14. L'obligation de quitter le territoire français contenue dans l'arrêté en litige n'étant pas entachée d'illégalité, le requérant n'est pas fondé à exciper de son illégalité à l'appui de sa contestation de la décision fixant le pays de renvoi.

15. Il résulte de tout ce qui précède que M. A n'est pas fondé à soutenir que c'est à tort que, par le jugement attaqué, le tribunal administratif de Bordeaux a rejeté sa demande d'annulation de l'arrêté en litige.
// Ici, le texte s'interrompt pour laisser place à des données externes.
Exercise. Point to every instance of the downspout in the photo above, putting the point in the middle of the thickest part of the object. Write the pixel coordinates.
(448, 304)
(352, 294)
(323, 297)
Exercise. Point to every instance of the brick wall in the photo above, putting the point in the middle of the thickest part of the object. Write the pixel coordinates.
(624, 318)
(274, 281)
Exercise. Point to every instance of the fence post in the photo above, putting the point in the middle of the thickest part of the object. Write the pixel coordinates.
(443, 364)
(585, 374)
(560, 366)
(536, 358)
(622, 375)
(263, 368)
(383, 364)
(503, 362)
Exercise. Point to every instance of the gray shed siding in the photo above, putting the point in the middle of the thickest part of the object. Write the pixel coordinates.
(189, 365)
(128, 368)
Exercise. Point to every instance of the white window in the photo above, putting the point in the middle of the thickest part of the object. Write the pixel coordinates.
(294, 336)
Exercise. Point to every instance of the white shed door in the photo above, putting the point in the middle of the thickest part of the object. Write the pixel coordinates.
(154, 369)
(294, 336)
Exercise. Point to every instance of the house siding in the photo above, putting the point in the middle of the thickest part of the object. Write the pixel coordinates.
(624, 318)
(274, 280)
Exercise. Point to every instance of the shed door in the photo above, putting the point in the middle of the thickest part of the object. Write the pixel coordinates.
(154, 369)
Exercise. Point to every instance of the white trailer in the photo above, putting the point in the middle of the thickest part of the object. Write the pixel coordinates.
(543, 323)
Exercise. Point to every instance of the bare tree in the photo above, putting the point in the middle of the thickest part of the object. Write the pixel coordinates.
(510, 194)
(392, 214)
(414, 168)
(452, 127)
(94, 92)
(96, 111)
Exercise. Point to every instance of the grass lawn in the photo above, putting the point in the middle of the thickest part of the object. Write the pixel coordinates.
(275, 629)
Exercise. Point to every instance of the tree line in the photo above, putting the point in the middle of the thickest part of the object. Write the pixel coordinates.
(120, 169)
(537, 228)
Par voie de conséquence, ses conclusions à fin d'injonction et celles présentées au titre des dispositions de l'article L. 761-1 du code de justice administrative et de l'article 37-2 de la loi du 10 juillet 1991 doivent être rejetées.

DECIDE

Article 1er : La requête de M. A est rejetée.

Article 2 : Le présent arrêt sera notifié à M. C A et au ministre de l'intérieur et des outre-mer.

Copie pour information en sera délivrée au préfet de la Gironde.

Délibéré après l'audience du 17 juin 2024 à laquelle siégeaient :

Mme Ghislaine Markarian, présidente,

M. Frédéric Faïck, président-assesseur,

M. Julien Dufour, premier conseiller.

Rendu public par mise à disposition au greffe le 10 juillet 2024.

Le rapporteur,

Frédéric Faïck

La présidente,

Ghislaine Markarian

La greffière,

Catherine Jussy

La République mande et ordonne au ministre de l'intérieur et des outre-mer en ce qui le concerne ou à tous commissaires de justice à ce requis, en ce qui concerne les voies de droit commun contre les parties privées, de pourvoir à l'exécution du présent arrêt.